The wooded trail opens up into an open wildflower meadow near the trailhead junction of the overlook trail and Comanche Storytelling Place trail. The Devon Anderson Meadow is set afire from time to time by what are probably neighborhood youth. It burned down at least twice in 2012 that I know of. The coming spring will tell the tale of what ancient fire DNA lives in the seeds in the ground here.

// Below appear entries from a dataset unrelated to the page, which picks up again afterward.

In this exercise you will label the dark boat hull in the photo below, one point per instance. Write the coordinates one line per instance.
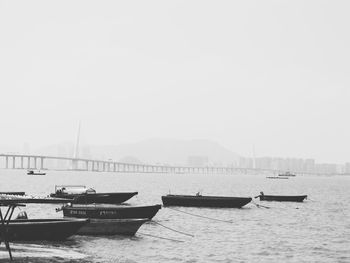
(283, 198)
(42, 229)
(98, 227)
(205, 201)
(111, 212)
(100, 198)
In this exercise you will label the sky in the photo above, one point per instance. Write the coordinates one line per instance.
(268, 75)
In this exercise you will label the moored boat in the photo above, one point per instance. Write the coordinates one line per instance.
(110, 212)
(289, 174)
(205, 201)
(276, 177)
(32, 172)
(281, 198)
(83, 195)
(97, 227)
(41, 229)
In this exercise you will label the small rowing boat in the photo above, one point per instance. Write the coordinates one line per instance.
(32, 172)
(281, 198)
(205, 201)
(81, 195)
(276, 177)
(289, 174)
(110, 211)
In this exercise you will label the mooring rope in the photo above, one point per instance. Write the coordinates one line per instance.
(210, 218)
(177, 231)
(171, 239)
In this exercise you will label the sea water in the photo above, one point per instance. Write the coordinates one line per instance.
(317, 230)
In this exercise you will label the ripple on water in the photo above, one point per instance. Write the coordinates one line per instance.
(317, 230)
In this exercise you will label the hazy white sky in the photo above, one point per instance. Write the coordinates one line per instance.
(274, 74)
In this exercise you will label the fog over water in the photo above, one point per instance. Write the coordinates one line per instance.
(247, 84)
(317, 230)
(270, 74)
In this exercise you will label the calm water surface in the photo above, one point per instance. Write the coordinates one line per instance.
(317, 230)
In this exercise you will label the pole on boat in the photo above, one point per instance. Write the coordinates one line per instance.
(5, 220)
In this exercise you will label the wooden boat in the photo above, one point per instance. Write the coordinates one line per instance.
(110, 212)
(281, 198)
(82, 195)
(276, 177)
(32, 172)
(287, 174)
(205, 201)
(12, 193)
(97, 227)
(41, 229)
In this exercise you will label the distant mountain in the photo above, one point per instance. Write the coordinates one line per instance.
(152, 151)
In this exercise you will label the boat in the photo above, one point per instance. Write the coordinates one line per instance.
(276, 177)
(281, 198)
(110, 212)
(79, 194)
(287, 174)
(98, 227)
(205, 201)
(32, 172)
(41, 229)
(12, 193)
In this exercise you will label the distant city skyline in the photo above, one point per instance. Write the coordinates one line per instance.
(194, 157)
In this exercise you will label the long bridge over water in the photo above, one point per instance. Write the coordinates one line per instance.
(25, 161)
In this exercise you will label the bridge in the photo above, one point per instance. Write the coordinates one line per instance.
(24, 161)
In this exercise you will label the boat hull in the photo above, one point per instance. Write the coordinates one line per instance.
(103, 227)
(42, 229)
(12, 193)
(101, 198)
(205, 201)
(283, 198)
(111, 212)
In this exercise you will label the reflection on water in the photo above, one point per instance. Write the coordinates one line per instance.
(317, 230)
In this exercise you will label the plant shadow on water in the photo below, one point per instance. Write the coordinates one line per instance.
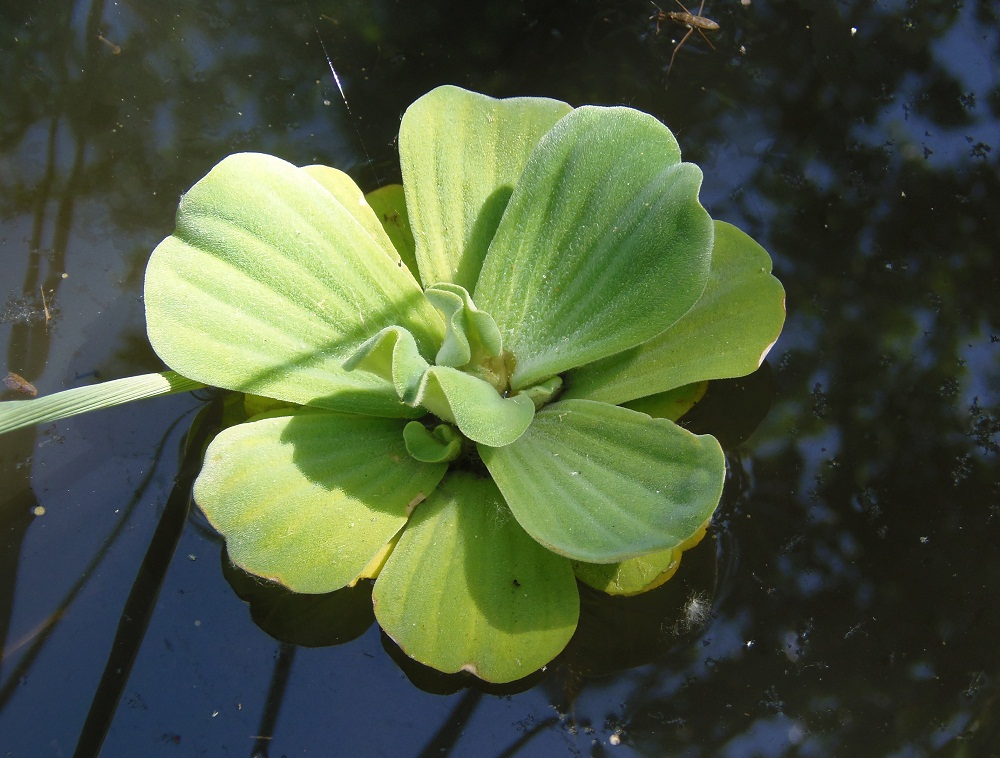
(854, 609)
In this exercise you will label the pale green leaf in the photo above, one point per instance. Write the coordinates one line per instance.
(467, 589)
(603, 244)
(726, 334)
(15, 414)
(461, 154)
(349, 195)
(269, 283)
(309, 499)
(630, 577)
(471, 334)
(601, 484)
(389, 205)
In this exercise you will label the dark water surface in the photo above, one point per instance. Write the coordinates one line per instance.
(856, 611)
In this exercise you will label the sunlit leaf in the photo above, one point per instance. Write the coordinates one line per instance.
(269, 283)
(389, 205)
(671, 404)
(467, 401)
(349, 195)
(632, 576)
(601, 484)
(603, 244)
(466, 588)
(309, 499)
(15, 414)
(726, 334)
(461, 153)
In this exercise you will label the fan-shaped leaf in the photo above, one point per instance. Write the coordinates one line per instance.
(309, 499)
(601, 484)
(466, 588)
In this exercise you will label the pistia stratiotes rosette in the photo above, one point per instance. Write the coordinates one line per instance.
(475, 387)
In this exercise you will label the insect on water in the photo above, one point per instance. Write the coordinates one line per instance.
(693, 21)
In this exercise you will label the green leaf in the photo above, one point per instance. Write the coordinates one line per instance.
(631, 577)
(309, 499)
(601, 484)
(671, 404)
(466, 588)
(467, 401)
(269, 283)
(389, 205)
(461, 154)
(349, 195)
(475, 407)
(15, 414)
(603, 244)
(726, 334)
(438, 446)
(471, 334)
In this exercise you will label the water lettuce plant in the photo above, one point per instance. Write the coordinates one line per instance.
(467, 394)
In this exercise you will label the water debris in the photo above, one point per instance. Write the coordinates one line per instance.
(115, 49)
(17, 383)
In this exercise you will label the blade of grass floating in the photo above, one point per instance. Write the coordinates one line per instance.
(15, 414)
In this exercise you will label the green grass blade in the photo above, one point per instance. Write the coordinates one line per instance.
(15, 414)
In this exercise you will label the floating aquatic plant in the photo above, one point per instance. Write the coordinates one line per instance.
(468, 394)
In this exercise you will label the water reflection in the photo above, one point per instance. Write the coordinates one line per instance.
(856, 608)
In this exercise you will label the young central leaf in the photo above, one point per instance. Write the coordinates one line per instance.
(472, 340)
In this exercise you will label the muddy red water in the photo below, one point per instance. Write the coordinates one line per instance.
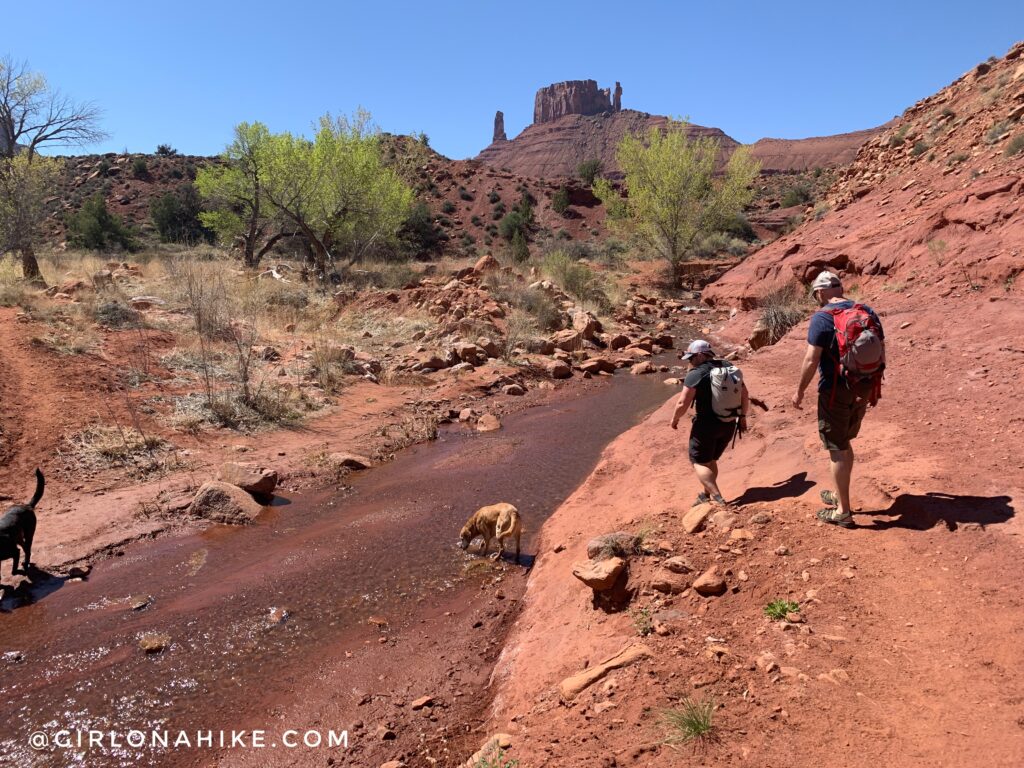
(246, 613)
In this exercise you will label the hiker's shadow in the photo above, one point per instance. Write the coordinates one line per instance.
(791, 488)
(923, 511)
(37, 585)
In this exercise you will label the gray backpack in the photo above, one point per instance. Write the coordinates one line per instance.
(726, 391)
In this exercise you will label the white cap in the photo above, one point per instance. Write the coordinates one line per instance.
(826, 280)
(697, 347)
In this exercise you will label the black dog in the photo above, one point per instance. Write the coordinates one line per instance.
(17, 527)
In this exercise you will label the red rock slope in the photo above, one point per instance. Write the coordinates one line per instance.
(777, 155)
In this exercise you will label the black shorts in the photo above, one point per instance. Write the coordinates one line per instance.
(840, 416)
(709, 439)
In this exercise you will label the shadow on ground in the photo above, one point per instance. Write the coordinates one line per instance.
(36, 586)
(923, 511)
(791, 488)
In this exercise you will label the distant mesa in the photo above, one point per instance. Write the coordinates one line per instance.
(574, 97)
(576, 120)
(500, 127)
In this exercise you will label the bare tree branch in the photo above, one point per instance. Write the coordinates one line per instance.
(33, 115)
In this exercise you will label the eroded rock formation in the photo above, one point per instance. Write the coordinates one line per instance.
(573, 97)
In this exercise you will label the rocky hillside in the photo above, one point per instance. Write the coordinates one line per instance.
(931, 206)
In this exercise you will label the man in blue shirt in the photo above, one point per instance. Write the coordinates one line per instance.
(841, 404)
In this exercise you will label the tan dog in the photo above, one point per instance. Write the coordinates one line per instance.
(498, 520)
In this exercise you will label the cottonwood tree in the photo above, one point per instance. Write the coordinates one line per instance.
(335, 190)
(241, 213)
(674, 194)
(25, 184)
(33, 116)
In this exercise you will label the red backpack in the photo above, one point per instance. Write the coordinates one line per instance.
(861, 348)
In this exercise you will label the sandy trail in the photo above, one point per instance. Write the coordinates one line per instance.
(918, 607)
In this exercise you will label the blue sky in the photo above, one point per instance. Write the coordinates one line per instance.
(183, 72)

|Comanche Storytelling Place|
The Comanche Storytelling place serves as a prominent anchor to the southern end of the trails here. Beyond are steep root strewn gullies that lead nowhere. The Storytelling Place is something of a conundrum. The Comanche people named this natural ampitheater as a holy place in the late 1990s after a brief visit to an Indian Marker Tree that once stood in Gateway Park. The Comanche had no written language and used parables told orally to explain their people’s history. Parables like those of the seasons, the animals and planets all played a forefront role in Comanche lifestyle. The Storytelling Place combines a few of these elements including the cedar, limestone and elevation required for Comanche holy spot. Here under the fragrant decay of fresh fallen leaves one could imagine a small Comanche band retelling old animal stories before a fall hunt.